Why you should use the dash (even if AI uses it too)

I don’t know what I hate more: using AI to write, or people saying not to use em dashes because they appear in AI written copy.

The reason they’re saying this is because most people don’t know how to use a dash properly – and so when AI adds it to copy, it’s a possible tell.

There’s just one problem with this: namely that good writers and editors use dashes as well.

Read The New Yorker, for example, and you’ll notice the dash in every article. So should they suddenly stop using the dash just because AI has adopted it?

It’s a ridiculous argument.

Also ridiculous is the argument that using a dash is pompous and formal. After all, the opposite is the case: using the dash allows you to sound conversational, as it replicates the longer pause that we so often use in speech. And that’s what punctuation partly does: it reflects how our writing should be spoken.

Furthermore, in Australia we use the en dash – not the em. So if you are an Australian complaining about the dash, at least get it right (and you can find out more about the dash here).
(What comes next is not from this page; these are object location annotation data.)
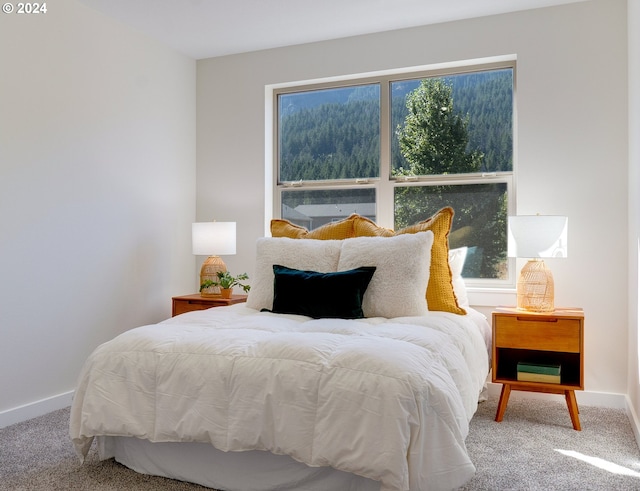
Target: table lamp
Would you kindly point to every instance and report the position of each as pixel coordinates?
(213, 239)
(536, 237)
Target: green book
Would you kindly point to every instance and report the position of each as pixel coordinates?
(527, 367)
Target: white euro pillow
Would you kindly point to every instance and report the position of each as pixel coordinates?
(303, 254)
(399, 284)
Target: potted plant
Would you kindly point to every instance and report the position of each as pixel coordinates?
(226, 281)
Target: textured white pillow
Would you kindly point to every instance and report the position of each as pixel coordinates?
(457, 258)
(398, 287)
(307, 255)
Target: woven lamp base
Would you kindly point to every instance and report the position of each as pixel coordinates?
(535, 287)
(209, 271)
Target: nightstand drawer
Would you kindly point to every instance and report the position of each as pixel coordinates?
(553, 334)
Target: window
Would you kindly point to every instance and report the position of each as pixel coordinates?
(397, 148)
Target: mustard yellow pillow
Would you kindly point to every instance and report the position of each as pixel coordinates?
(440, 294)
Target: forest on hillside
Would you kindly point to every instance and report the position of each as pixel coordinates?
(335, 133)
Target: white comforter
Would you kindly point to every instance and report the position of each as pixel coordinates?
(387, 399)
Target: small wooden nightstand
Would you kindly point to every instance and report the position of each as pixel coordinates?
(188, 303)
(555, 338)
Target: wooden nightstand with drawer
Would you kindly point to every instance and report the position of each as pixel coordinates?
(549, 339)
(189, 303)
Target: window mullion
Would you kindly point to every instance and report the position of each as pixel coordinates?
(384, 205)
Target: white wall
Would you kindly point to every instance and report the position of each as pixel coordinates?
(97, 193)
(572, 140)
(634, 205)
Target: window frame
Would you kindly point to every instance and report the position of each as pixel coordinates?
(385, 184)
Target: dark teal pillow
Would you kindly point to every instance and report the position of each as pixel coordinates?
(318, 295)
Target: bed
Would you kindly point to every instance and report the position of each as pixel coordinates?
(335, 375)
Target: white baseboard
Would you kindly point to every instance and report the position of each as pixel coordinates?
(599, 399)
(633, 418)
(35, 409)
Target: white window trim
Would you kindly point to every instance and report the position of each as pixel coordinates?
(484, 290)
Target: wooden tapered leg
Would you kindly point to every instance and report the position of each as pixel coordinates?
(572, 404)
(504, 400)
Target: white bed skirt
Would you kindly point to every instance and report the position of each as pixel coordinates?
(229, 471)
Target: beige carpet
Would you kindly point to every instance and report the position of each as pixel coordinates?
(534, 448)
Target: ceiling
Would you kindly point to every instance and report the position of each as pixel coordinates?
(208, 28)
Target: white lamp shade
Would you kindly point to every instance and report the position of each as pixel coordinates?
(533, 236)
(213, 238)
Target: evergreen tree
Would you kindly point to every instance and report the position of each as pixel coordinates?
(434, 138)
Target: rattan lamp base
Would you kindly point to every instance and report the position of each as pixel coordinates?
(535, 290)
(209, 271)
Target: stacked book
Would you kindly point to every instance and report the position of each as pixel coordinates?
(535, 372)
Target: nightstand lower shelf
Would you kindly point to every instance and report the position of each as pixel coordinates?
(569, 395)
If you know me at all, you’ll realise I don’t normally wade into arguments on grammar. I have stances on certain issues, such as the Oxford comma, but you won’t see me screaming about them. Yet a dash is so crucial to writing that saying you don’t need it is just too idiotic for me to ignore.

After all, would anyone think this article is written with AI simply because I use dashes? Of course not. Only people who already write in a cliched, generic way have anything to worry about: in which case, using dashes is the least of their problems.